White is part of Connect2College (C2C), a new outreach project of the Mayor’s Office of Education’s PhillyGoes2College project that provides Philadelphians with the information they need to pursue a college education. C2C launched in October 2014, three days before the nonprofit College Access and Success Center at the Gallery closed its doors after 22 years. It was a loss, says White, who managed that center, but also an opportunity to reimagine how to best help residents on the path to college: “With C2C, we can reach more people in their neighborhoods.”
“We want to meet people where they are,” echoes Sayeh Hormozi of the Mayor’s Office of Education. For C2C, that means looking at options in addition to partnerships with libraries and other community centers citywide. “We asked: How can we reach people who can’t or won’t come to a brick and mortar location?” Hormozi says. The 21st-century answer: using everyday technology in smart, innovative ways to increase the reach of C2C.
C2C offers three different options to access college information. For those who prefer to access college information online, C2C has a comprehensive website offering tips on preparing for, applying to and affording college. For those most comfortable using use their cell phones or who do not have a smartphone or computer access, C2C offers an interactive text message system that guides users to the existing resources that will be most helpful to them. And for those who want one-on-one guidance, C2C works with libraries, KEYSPOT computer access sites and community centers, providing training and resources to partner staff to answer common college questions. (White is available by appointment for more complex queries.) Along SEPTA’s subway lines, bright blue and yellow signs advertise the many new options for Philadelphians considering college. “Some people have questions about completing the FAFSA. Some people have questions about getting their GED. We want to help people at every step along the way to college,” explains Leana Cabral, also of the Mayor’s Office of Education.

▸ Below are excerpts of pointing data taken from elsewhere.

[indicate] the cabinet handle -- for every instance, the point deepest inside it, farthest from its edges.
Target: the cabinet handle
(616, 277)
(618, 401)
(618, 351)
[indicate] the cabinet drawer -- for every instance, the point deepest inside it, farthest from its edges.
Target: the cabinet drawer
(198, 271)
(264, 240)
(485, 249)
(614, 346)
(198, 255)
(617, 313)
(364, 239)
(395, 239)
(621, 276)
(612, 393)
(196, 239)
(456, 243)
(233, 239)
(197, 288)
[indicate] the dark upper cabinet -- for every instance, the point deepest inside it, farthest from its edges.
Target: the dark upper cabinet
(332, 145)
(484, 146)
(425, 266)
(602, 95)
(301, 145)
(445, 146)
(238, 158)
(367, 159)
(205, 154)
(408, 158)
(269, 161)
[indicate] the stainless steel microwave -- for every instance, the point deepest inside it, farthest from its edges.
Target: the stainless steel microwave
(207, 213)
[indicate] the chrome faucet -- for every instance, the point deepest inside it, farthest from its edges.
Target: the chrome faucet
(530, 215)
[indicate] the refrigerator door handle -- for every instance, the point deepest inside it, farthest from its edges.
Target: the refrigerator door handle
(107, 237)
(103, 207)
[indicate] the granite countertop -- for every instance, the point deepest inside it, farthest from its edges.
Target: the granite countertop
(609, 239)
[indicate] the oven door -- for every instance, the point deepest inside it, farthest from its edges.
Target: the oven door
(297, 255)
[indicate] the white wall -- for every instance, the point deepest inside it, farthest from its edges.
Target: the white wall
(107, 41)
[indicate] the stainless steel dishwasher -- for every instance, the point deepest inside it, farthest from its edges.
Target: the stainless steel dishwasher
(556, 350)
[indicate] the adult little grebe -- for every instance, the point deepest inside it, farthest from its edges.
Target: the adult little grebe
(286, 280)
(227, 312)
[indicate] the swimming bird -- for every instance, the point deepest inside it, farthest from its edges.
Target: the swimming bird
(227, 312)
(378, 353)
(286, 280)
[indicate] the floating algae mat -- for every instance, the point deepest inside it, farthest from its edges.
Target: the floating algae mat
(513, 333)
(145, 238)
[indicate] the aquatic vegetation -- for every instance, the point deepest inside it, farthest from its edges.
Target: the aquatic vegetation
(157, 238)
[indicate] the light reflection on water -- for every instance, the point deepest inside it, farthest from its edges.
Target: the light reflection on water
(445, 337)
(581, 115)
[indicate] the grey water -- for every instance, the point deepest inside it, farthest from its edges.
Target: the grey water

Each student has a unique situation and his or her own preferences for receiving information, says White, who fields questions from teenagers who will be the first in their family to attend college as well as from adults who are returning to the classroom. “We can provide people with reliable resources to help them make realistic decisions, the best decisions for themselves,” says White. “We want them not just to enter college, but to graduate.”